Back

Local NVIDIA AI Acceleration

Using NVIDIA GPUs should be simple. We make it easy, from local development to production autoscaling in the cloud.

For local work, we use Kind to run Kubernetes in Docker. This gives you a real production environment on your machine. We handle the hard parts of connecting Kubernetes to your GPU. You build. We make the hardware work.

TLDR

If you have nvidia hardware and have installed the NVIDIA Container Toolkit, then Batteries Included will automatically detect and use your GPU. Install the cli and start a local cluster with one command.

bash -c "$(curl -fsSL https://home.batteriesincl.com/api/v1/scripts/start_local)"

If you don’t have NVIDIA container toolkit installed, follow these steps:

bash -c "$(curl -fsSL https://home.batteriesincl.com/api/v1/scripts/install_bi)
sudo bash -c "$(~/.local/bin/bi gpu setup-command)"
~/.local/bin/bi start-local

Prerequisites

  • An NVIDIA GPU.
  • NVIDIA drivers installed.
  • Docker installed.

Install BI CLI

There are several ways to install the BI CLI, depending on your preferences. Below we list them in order of convenience.

Automatically

bash -c "$(curl -fsSL https://home.batteriesincl.com/api/v1/scripts/install_bi)"

Manually

  • Download the install script curl -fsSL https://home.batteriesincl.com/api/v1/scripts/install_bi -o install_bi
  • Validate the script contents and make sure it’s safe for you to run
  • Run the install script: chmod +x install_bi && bash install_bi
  • Verify ls -al ~/.local/bin

By Hand

You don’t like curl and bash being in the same breath, and that’s ok. I’ll hold your hand.

  • Go to Batteries Included’s Releases Page on GitHub here.
  • Find the checksums.txt file and the archive for your platform and operating system.
  • Check the sha256 checksum.
  • Unpack the archive into ~/.local/share/.
  • Create a symlink to the newly downloaded binary in ~/.local/bin.
  • Add ~/.local/bin to your PATH if it’s not already there.

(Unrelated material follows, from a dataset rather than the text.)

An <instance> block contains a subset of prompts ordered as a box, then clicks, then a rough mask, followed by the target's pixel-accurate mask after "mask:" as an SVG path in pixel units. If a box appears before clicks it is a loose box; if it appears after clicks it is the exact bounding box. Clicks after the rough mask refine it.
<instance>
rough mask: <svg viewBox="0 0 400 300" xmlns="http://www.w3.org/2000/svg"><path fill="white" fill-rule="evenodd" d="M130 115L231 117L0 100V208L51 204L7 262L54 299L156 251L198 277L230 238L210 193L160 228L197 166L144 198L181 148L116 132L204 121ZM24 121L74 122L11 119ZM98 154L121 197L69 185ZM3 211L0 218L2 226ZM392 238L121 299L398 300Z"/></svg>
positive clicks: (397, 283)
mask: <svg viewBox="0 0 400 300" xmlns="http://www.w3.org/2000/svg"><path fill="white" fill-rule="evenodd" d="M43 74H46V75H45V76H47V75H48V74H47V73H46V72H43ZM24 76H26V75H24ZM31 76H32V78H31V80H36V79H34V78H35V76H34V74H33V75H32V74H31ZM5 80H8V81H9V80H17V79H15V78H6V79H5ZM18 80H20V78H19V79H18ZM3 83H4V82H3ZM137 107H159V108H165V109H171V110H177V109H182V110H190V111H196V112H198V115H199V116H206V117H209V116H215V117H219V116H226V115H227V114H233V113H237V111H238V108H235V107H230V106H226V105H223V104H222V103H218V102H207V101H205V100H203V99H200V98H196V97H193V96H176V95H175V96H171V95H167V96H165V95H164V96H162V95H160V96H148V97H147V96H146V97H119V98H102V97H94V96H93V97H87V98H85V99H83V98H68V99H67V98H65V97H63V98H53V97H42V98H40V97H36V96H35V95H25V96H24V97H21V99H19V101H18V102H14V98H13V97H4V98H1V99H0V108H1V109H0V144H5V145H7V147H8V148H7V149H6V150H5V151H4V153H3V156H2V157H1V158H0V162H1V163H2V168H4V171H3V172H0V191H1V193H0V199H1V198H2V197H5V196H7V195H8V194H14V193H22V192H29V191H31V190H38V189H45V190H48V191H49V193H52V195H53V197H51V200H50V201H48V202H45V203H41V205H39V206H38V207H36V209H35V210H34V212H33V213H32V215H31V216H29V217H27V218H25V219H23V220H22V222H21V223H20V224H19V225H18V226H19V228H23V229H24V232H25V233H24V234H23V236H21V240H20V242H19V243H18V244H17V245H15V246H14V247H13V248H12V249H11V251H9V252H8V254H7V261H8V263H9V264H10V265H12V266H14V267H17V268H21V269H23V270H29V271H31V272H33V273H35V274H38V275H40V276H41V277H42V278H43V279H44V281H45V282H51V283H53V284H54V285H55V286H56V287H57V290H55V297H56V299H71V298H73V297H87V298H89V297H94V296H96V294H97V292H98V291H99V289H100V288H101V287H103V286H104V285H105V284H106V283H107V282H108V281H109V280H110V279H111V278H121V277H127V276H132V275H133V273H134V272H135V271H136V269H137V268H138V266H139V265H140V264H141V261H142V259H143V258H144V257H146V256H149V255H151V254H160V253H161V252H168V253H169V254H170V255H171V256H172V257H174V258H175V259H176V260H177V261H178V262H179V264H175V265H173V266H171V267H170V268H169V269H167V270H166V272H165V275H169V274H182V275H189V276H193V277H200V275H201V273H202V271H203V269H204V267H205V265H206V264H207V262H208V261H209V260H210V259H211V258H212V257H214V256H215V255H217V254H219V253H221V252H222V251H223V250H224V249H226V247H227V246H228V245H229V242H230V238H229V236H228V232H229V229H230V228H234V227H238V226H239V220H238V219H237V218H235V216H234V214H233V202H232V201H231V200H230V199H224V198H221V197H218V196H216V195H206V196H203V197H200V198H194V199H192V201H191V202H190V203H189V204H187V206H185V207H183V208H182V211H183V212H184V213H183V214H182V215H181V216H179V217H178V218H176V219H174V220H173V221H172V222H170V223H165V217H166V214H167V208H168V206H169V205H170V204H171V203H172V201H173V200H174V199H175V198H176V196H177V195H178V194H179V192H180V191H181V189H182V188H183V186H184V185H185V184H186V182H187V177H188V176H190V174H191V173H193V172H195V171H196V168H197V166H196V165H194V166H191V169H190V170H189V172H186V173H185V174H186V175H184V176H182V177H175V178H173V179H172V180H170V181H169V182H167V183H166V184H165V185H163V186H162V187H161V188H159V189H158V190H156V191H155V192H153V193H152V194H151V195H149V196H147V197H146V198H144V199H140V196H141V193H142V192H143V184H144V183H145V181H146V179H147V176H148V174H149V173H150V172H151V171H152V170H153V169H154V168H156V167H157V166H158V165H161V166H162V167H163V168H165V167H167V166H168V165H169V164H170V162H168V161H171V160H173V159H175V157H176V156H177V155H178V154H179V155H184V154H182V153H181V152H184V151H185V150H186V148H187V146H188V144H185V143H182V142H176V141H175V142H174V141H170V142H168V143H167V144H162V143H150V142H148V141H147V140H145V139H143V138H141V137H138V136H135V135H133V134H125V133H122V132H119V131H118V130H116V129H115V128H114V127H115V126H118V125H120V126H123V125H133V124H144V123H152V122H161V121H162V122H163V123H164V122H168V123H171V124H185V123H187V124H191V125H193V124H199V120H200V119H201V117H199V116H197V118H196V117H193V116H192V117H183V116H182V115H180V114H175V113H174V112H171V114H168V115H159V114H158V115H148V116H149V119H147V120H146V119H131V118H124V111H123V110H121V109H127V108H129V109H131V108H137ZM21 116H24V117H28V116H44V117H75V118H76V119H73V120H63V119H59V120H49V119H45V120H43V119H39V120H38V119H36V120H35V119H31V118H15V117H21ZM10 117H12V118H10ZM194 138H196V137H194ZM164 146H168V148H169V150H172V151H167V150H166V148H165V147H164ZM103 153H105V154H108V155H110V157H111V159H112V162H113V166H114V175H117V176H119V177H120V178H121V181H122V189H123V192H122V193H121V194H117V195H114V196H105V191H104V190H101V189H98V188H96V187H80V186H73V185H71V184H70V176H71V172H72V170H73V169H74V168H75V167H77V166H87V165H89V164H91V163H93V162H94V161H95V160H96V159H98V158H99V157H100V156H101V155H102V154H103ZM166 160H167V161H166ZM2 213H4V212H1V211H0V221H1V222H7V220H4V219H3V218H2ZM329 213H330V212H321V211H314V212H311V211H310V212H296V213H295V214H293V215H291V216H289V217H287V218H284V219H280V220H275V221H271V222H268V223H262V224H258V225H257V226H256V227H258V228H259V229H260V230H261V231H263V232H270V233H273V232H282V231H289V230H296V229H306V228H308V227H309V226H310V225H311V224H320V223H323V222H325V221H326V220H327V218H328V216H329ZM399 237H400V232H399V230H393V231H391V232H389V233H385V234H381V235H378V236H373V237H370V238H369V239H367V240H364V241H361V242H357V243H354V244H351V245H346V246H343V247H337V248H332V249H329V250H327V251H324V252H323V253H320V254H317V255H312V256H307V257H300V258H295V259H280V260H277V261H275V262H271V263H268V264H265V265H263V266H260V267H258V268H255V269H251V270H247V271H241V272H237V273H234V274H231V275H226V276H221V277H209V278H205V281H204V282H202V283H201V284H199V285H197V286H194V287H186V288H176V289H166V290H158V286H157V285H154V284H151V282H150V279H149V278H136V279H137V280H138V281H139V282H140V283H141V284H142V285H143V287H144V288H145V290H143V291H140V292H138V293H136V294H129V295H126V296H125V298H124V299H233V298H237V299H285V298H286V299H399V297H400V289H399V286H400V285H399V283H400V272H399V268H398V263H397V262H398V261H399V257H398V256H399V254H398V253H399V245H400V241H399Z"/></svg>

Setup NVIDIA Container Toolkit

Next we need to configure the NVIDIA Container Toolkit. To do that Batteries Included provides a setup command. Run it:

sudo bash -c "$(~/.local/bin/bi gpu setup-command)"

Verify (Optional)

Now if you want to verify your installation, and see the results simply run:

~/.local/bin/bi gpu validate-nvidia-ctk

This validates:

  • NVIDIA GPU detection
  • Container toolkit installation
  • Docker daemon configuration
  • GPU access from containers

The validation should pass with green checkmarks.

Start Batteries Included

Finally all that is left to do is start the local cluster with NVIDIA support.

~/.local/bin/bi start-local

Use the GPU

Now by default the Batteries Included platform will configure our batteries for GPU usage. We have some example projects that you can explore. Simply create a new project and select import from snapshot to try some of our example AI projects.

If instead you would prefer to build yourself, two great places to start are:

Ollama

  1. Go to AIOllama.
  2. Create an instance. Select “Any NVIDIA GPU”.
  3. Deploy models. They will use the GPU.

Jupyter

  1. Go to AIJupyter Notebooks.
  2. Create a notebook. Select “Any NVIDIA GPU”.
  3. Your code can now access CUDA.

How It Works

The start-local command automates everything:

  1. Installs bi to ~/.local/share and links to ~/.local/bin.
  2. Finds NVIDIA GPUs. Validates your setup.
  3. Creates a Kind cluster.
  4. Configures each node to expose the GPU to Kubernetes.
  5. Installs the NVIDIA Device Plugin and Node Feature Discovery.
  6. Configures Ollama and Jupyter for GPU scheduling.

Troubleshooting

Validate

Check your setup.

bi debug validate-nvidia-ctk

This checks GPU detection, toolkit, Docker, and runtime configuration.

Common Issues

  • No GPUs found: Does nvidia-smi work? Check your driver install and make sure that everything boots cleanly with dmesg | grep -i nvidia.
  • Docker errors: Did the configuration get changed correctly?
  • Kind errors: Is your machine overloaded or under heavy load?

Next

You have local AI. With enterprise power. And full control.